На заключительной пресс-конференции, состоявшейся 24 января, Рузвельт озвучил беспрецедентное в межгосударственных отношениях требование о безоговорочной капитуляции: «Мир может наступить только после полного уничтожения германской и японской мощи… Уничтожение германской, японской и итальянской военной мощи означает безоговорочную капитуляцию Германии, Японии и Италии. Это означает разумную гарантию будущего международного мира.
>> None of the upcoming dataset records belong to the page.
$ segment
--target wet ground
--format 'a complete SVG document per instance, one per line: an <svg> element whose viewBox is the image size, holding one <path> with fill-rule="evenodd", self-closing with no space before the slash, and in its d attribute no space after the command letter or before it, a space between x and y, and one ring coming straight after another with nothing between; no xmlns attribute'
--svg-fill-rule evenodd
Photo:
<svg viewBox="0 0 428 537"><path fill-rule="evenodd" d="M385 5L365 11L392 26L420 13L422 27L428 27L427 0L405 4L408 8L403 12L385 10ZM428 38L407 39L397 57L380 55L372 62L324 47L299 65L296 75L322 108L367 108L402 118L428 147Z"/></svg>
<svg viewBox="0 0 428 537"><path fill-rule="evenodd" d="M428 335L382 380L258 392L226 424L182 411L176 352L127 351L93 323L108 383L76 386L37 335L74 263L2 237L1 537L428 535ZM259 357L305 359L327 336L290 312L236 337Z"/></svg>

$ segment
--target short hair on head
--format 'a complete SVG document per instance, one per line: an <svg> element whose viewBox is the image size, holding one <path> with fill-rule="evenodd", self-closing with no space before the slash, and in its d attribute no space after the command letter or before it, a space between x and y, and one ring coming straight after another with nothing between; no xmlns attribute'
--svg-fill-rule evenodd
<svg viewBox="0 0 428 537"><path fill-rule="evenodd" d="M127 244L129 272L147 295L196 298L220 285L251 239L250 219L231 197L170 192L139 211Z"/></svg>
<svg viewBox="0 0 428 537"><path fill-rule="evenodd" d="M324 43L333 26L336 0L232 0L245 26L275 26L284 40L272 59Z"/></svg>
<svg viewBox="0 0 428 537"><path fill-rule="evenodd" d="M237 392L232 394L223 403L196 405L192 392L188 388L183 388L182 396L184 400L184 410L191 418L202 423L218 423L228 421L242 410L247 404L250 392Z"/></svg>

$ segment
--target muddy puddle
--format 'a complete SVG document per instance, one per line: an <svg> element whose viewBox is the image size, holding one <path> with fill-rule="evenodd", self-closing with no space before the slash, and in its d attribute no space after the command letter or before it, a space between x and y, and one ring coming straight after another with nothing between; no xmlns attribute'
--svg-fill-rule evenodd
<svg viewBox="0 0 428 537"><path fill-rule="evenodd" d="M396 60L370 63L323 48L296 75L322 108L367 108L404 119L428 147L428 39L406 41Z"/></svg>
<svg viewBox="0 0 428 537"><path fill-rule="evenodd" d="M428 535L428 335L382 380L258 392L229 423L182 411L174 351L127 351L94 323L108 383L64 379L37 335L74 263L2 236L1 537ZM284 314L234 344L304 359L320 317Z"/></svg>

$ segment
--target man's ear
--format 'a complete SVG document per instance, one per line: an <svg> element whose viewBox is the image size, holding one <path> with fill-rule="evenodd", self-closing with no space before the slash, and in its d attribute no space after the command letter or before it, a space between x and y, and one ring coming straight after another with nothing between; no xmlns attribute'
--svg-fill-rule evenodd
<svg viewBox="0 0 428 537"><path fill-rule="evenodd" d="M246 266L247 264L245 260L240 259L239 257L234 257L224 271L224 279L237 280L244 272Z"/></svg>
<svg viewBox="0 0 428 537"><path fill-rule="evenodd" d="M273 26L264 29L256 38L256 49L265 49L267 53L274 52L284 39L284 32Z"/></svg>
Вместе с тем речь идет об уничтожении не населения Германии, Японии или Италии, а господствующей в этих странах идеологии, проповедующей агрессию и порабощение народов».

Английский историк М. Говард утверждает, что Черчилль с радостью согласился с этой идеей, чтобы морально поддержать русских, поскольку «вследствие неспособности западных союзников предпринять наступление на Западе, которого требовал Сталин, премьер-министр считал особенно важным, чтобы у русских не было оснований опасаться, что их покинут в беде, заключив компромиссный мир между Германией и Западом».

А вот немецкий автор полагает, что у англосаксов имелись все основания опасаться, как бы Сталин не заключил сепаратный мир с Гитлером: «Они не только опасались, что из-за затяжки с открытием второго фронта Сталин может пойти на мир, чтобы вырваться из войны, но и предполагали, что Гитлер, особенно после Сталинграда, наверняка ухватится двумя руками за такую возможность спасения… Они серьезно думали о том, как предупредить преждевременный распад большой военной коалиции». Рузвельт и Черчилль опасались, что «у Сталина окончательно лопнет терпение в отношении союзников и он может предложить Германии мир на основе статус-кво». Либо Гитлер, оказавшийся в безнадежном положении, сам начнет искать мира на разумных условиях, к чему его подвигали и Муссолини, и Риббентроп.

Еще одна опасность состояла в том, что СССР «освободит» Европу в одиночку, до того, как союзники «пришьют последнюю пуговицу» и соберутся с силами для высадки на континенте. И что тогда делать? Спасать Германию от коммунизма?

Говард мимоходом замечает, что «вопрос о том, ослабит такое решение волю противника к сопротивлению или усилит ее, как видно, серьезно не обсуждался», мол, не было на конференции экспертов, способных осветить вопрос с этой точки зрения. Однако это совсем не похоже на Рузвельта — делать непродуманные заявления.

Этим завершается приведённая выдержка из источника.